Frankfurt am Main (Weltexpresso) – Kein Kinderfilm, ein Jugendfilm und überhaupt einer, bei dem ein Erwachsener, eine Erwachsene gar nicht anders kann, als in die eigenen Jugenderinnerungen abzutauchen, was durch die im Film unternommene Klassenfahrt befeuert wird, waren doch solche Gemeinschaftserlebnisse von jeher die eigentlichen Höhepunkte schulischen Lebens.
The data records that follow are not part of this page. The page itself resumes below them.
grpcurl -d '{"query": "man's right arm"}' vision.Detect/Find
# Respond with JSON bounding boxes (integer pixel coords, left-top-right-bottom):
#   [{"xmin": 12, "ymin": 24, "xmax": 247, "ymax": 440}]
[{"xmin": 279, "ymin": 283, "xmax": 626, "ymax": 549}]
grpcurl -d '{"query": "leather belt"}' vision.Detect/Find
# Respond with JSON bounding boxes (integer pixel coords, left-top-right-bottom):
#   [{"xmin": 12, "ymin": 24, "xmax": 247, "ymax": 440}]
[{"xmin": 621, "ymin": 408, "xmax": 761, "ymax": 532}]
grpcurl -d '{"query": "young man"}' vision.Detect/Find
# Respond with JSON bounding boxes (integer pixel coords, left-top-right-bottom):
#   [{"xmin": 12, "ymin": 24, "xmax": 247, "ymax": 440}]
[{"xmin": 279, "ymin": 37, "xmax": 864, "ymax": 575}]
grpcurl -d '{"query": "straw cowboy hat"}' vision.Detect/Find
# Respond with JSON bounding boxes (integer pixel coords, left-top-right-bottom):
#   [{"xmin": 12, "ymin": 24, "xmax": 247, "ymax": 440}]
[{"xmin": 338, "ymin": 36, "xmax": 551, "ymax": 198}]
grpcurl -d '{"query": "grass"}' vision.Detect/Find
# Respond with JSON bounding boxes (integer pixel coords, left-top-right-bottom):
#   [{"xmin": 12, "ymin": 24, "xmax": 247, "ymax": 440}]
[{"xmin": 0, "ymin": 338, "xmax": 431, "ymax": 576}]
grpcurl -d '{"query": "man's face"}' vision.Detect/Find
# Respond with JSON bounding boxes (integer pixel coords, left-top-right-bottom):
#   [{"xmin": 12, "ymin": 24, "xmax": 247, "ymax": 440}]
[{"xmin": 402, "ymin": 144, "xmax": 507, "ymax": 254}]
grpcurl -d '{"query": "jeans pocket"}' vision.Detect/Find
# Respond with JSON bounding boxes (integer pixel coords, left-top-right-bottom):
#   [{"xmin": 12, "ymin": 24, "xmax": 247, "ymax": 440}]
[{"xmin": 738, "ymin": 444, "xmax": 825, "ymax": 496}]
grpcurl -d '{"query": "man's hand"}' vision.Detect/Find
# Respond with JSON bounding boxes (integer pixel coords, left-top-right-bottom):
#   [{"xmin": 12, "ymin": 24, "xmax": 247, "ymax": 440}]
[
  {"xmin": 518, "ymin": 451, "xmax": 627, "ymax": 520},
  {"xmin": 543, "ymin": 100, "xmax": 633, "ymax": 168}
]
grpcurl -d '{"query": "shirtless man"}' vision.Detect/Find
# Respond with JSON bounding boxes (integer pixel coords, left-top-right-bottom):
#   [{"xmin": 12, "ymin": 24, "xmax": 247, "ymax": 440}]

Wer Alfons Zitterbacke von seinem ersten Film nicht kennt, dem fällt nicht auf, daß ein neuer Schauspieler den Alfons verkörpert (LUIS VORBACH ), was nötig ist, denn er ist wie gesagt kein Kind mehr. Aber sein Überfliegerdasein hat er beibehalten. Er kriegt vieles nicht mit, deshalb wird er also weiterhin ein bißchen oder auch ein bißchen mehr auf den Arm genommen von seinen Schulkameraden, die über ihn auch deshalb lachen, weil er oft in Gedanken Schusseliges tut, aber der Film zeigt uns auch, wie am Schluß seine Klassenkameraden großen Respekt und richtige Zuneigung zu ihm gewinnen.  Dazu allerdings verhilft ihm auch sein schlauer Freund, der mit den feuerroten lockigen Haaren, klar Sommersprossen hat er auch.

Im Ernst ist das ein Film, der niemandem weh tut, aber durch den realistischen Hintergrund der Adoleszenz und die witzige, natürlich übertriebene, aber darum zum Lachen reizende filmische Umsetzung für Jugendliche ein Gewinn ist, von dem auch Erwachsene etwas haben, wenn sie sich darauf einlassen.

Also dieser Alfons muß auf seinen Vater verzichten, doch die muntere Mutter (ALEXANDRA MARIA LARA) hat längt einen neuen Freund, Jack (SAM RILEY), der auf die quirlige, leicht überforderte Mutter mit den vielen Ideen, durch lässiges Ja-Sagen reagiert, was für alle die, die wissen,d aß die beiden im wirklichen Leben ein Ehepaar sind, zusätzlich amüsant ist. Aber Jack lebt wohl auch etwas in den Wolken – das ist wohl der ganzen Familie eigen - , denn ihm passiert das Mißgeschick, das der Zuschauer genau mitbekommt und darum der Handlung immer etwas voraus ist, was die Folgen angeht.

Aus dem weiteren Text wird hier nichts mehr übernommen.